DuckDB vs SQLite: Million-Row Query Speed Comparison — How Much Faster?

Performance Optimization

DuckDB vs SQLite: Million-Row Query Speed Comparison — How Much Faster?

Real-world benchmark comparing DuckDB vs SQLite on a 1-million-row e-commerce dataset. 10 typical analytical queries tested head-to-head with full SQL code and timing results. Find out when to use each database.

The Problem: When SQLite Can’t Handle Analytical Queries

Alice runs an e-commerce site generating ~500,000 orders per day, all stored in SQLite. When her boss asks for a “quarterly sales trend by category,” she writes the SQL, hits enter — and 30 seconds later, there’s still no result.

SQLite is an excellent embedded OLTP database — it shines at single-row inserts and simple primary-key lookups. But when you throw GROUP BY, window functions, and multi-table aggregations at it, the story changes.

DuckDB fills this gap perfectly — it’s also embedded (no server), but purpose-built for OLAP (Online Analytical Processing).

The questions are: How much faster is DuckDB than SQLite? And when should you switch?

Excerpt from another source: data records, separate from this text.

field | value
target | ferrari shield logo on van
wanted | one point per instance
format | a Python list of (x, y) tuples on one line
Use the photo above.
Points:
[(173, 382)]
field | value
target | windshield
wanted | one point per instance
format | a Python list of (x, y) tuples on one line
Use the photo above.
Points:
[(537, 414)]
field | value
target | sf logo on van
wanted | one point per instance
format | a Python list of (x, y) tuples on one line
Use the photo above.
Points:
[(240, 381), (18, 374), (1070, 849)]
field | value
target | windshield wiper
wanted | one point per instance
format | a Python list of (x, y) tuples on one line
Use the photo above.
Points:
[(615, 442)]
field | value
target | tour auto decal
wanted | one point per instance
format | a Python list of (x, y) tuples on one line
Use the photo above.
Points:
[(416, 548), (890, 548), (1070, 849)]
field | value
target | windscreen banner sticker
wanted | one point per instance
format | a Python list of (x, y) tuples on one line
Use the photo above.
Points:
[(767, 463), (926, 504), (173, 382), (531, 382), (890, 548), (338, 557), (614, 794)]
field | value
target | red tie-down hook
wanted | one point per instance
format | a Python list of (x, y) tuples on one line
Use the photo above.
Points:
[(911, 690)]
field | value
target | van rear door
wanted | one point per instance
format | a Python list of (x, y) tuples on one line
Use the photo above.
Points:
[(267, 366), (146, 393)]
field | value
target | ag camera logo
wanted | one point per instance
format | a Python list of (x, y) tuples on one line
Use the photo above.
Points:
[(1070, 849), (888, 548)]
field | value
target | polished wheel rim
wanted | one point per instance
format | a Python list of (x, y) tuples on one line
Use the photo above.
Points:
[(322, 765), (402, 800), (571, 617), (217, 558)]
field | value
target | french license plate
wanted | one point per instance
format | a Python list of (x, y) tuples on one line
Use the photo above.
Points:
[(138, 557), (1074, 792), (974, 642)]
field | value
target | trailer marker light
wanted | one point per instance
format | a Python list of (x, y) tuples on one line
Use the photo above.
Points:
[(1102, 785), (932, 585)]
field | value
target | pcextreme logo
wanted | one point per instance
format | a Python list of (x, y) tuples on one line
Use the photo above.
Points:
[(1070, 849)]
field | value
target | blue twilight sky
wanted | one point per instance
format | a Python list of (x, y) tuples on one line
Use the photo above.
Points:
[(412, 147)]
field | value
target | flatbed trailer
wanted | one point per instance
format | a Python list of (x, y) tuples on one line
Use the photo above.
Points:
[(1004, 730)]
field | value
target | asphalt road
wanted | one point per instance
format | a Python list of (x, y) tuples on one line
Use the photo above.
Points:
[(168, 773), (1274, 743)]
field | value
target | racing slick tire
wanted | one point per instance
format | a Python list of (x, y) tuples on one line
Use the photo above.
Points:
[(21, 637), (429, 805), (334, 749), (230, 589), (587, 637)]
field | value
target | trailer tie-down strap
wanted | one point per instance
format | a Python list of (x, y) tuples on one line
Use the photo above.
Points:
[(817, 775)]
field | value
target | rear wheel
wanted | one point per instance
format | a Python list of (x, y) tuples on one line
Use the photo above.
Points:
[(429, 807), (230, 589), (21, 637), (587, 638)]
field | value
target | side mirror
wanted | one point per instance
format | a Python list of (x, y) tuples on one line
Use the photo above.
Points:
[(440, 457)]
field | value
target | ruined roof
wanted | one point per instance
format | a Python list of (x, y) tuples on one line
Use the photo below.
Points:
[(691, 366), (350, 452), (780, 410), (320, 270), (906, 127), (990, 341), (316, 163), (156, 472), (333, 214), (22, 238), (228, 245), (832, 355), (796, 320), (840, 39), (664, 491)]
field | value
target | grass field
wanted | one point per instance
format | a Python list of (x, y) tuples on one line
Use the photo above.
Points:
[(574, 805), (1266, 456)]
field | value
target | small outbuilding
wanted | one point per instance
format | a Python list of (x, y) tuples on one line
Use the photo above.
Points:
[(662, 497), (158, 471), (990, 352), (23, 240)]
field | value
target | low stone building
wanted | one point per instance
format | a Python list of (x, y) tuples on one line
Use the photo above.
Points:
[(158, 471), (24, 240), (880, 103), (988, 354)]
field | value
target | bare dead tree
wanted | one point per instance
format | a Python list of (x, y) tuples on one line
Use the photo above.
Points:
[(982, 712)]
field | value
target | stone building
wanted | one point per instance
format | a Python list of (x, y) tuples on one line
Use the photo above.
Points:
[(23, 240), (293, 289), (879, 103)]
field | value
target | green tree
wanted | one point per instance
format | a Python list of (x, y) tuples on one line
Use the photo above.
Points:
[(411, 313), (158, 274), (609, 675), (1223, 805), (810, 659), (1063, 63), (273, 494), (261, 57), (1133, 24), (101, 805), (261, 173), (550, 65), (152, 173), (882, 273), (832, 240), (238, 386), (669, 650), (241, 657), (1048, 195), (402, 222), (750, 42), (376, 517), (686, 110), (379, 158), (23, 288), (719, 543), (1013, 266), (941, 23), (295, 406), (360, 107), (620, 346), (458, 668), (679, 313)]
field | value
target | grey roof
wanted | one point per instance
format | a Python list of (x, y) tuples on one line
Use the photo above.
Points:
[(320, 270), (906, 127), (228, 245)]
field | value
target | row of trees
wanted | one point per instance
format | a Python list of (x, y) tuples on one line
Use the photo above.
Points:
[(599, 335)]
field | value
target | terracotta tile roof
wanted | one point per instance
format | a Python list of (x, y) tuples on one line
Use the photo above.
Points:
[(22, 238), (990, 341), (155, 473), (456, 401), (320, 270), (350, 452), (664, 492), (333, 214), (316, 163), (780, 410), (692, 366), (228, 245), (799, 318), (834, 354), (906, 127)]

This article runs 10 benchmark queries on a real 1-million-row e-commerce dataset and gives you quantified answers.

Test Environment & Data

Hardware / Software

Component	Specification
CPU	AMD EPYC (4 vCPUs)
RAM	8 GB
Storage	NVMe SSD
OS	Ubuntu 22.04
DuckDB	v1.5.2
SQLite	3.45.1

Test Dataset

A synthetic 1-million-row e-commerce orders table:

Column	Type	Description
id	INTEGER	Primary key
category	VARCHAR	Product category (6 types)
product_name	VARCHAR	Product name (10,000 variants)
price	DOUBLE	Price ($5–$505)
quantity	INTEGER	Quantity (1–10)
discount	DOUBLE	Discount ($1–$101)
order_date	DATE	Random date in 2025
region	VARCHAR	Region (CN/US)
user_id	VARCHAR	User ID (50,000 users)

Generate Data (DuckDB version)

-- Generate 1 million rows of test data with DuckDB
COPY (
  SELECT 
    range + 1 AS id,
    CASE WHEN random() < 0.3 THEN 'electronics'
         WHEN random() < 0.5 THEN 'clothing'
         WHEN random() < 0.65 THEN 'home'
         WHEN random() < 0.78 THEN 'books'
         WHEN random() < 0.88 THEN 'sports'
         ELSE 'food' END AS category,
    'product_' || (range % 10000 + 1) AS product_name,
    ROUND(random() * 500 + 5, 2) AS price,
    (random() * 10 + 1)::INT AS quantity,
    ROUND(random() * 100 + 1, 2) AS discount,
    DATE '2025-01-01' + INTERVAL (random() * 364) DAY AS order_date,
    CASE WHEN random() < 0.5 THEN 'CN' ELSE 'US' END AS region,
    'user_' || (range % 50000 + 1) AS user_id
  FROM range(1000000)
) TO 'ecommerce_1m.csv' (HEADER, DELIMITER ',');

10 Benchmark Queries — Head to Head

Methodology

DuckDB: Queries CSV directly with read_csv_auto, zero ETL
SQLite: .import CSV into a table first, then query
Each query was run multiple times; representative timings are shown
Both databases run identical SQL (syntax adapted minimally where needed)

SQL Test Code

DuckDB version:

-- DuckDB: Load CSV directly (zero ETL)
CREATE TABLE sales AS 
  SELECT * FROM read_csv_auto('ecommerce_1m.csv');

-- Q1: Simple count
SELECT COUNT(*) FROM sales;

-- Q2: Total revenue
SELECT SUM(price * quantity) AS total_revenue FROM sales;

-- Q3: GROUP BY category
SELECT category, COUNT(*) AS orders, 
       SUM(price * quantity) AS revenue, AVG(price) AS avg_price
FROM sales GROUP BY category ORDER BY revenue DESC;

-- Q4: Date range filter
SELECT COUNT(*), SUM(price * quantity)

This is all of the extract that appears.